« Pourquoi les autorités de l’État ne déploient-elles pas leur plus grand effort à protéger ce qui reste de notre territoire et ce qui devrait être inviolable, à savoir : la vie, la liberté, la culture et la mémoire ? », se demande perplexe la Conférence des Évêques haïtiens.
Visiblement, les autorités du pays n’ont pas de solution pour freiner les atrocités des groupes criminels. Leur promesse de rétablir la sécurité demeure vide de sens. Les forces de sécurité publique sont dépassées par la situation. Encore une fois, la Conférence des Évêques haïtiens (CEH) élève la voix pour dénoncer l’inaction de l’exécutif face à la détresse de la population.
« Alors que notre pays sombre chaque jour davantage dans un chaos généralisé, et que s’effondrent un à un les piliers de la vie sociale et politique, nous, évêques catholiques d’Haïti, ressentons plus que jamais l’urgence d’adresser une parole prophétique pour que « le droit jaillisse comme une source; et la justice, comme un torrent qui ne tarit jamais ! » (Amos 5, 24) », écrivent les évêques catholiques dans note publiée le 23 juillet.
« C’est avec gravité et compassion que nous élevons la voix : pour alerter sur l’ampleur du naufrage, pour dénoncer ce qui avilit la dignité humaine, et pour proposer, à la lumière de l’Évangile, les chemins de conversion, de justice et d’espérance », affirment-ils.
Selon la CEH, nous avons une société en chute libre et dans sa mission prophétique, l’Église a le devoir de rappeler à temps et à contretemps les exigences morales, éthiques et sociales qui sous-tendent toute société où prévalent la solidarité, l’entraide et la cohésion.
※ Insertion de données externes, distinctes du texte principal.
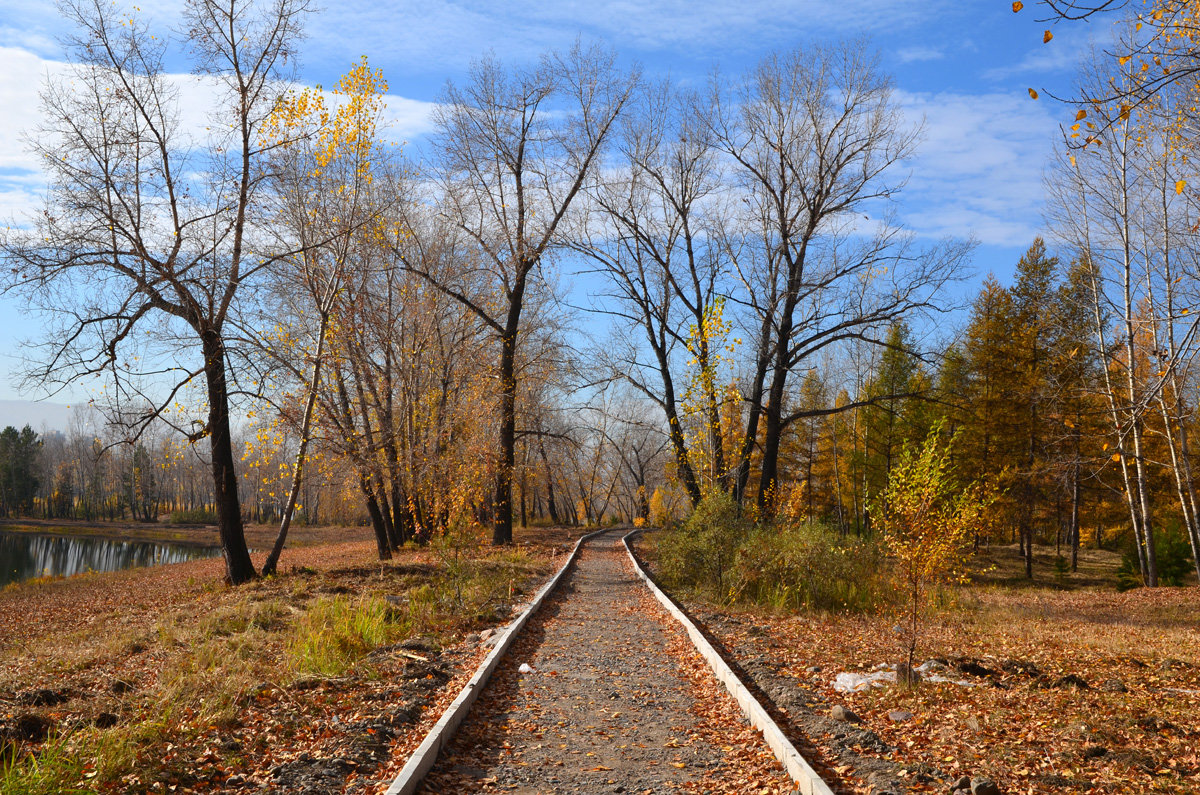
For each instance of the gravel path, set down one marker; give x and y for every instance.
(618, 701)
« Nous assistons à une déchéance de la société et a une décadence des institutions qui en sont les piliers : un État défaillant qui n’assure plus ni la sécurité, ni la justice, ni le minimum vital pour son peuple ; un territoire morcelé, abandonné à la loi des armes et à la terreur des bandes armées ; une population en fuite, déplacée, humiliée, appauvrie, blessée dans sa chair et son âme. »
En plus de la banalisation de la vie, se plaint la CEH, la transgression du sacré témoigne d’un effondrement de l’ordre moral et de l’ordre social. Nul n’est exempt des atrocités commises par les bandes armées ; aucun lieu ni symbole n’est épargné : des lieux de culte sont profanés, des sanctuaires sont violés et saccagés, le patrimoine historique et culturel du pays est vandalisé, incendié sans aucun égard de ce qu’il représente un signe de mémoire collective, de foi partagée et d’identité nationale.
« Ces agressions ne détruisent pas seulement des pierres ou des objets ; elles frappent le cœur vivant de notre peuple, sa conscience morale, sa capacité à espérer », estiment les évêques haïtiens.
Les responsables de l’Église catholique en Haïti dénoncent « ces actes de barbarie ; ils sont le signe d’un peuple qui perd le sens de Dieu, et, avec lui, le sens de l’homme. »
« Nous nous demandons une nouvelle fois ce que cache ce projet de déshumanisation qui met à genoux un peuple déjà meurtri. Et surtout, pourquoi les Autorités de l’État ne déploient-elles pas leur plus grand effort à protéger ce qui reste de notre territoire et ce qui devrait être inviolable, à savoir : la vie, la liberté, la culture et la mémoire ? », se demande la CEH.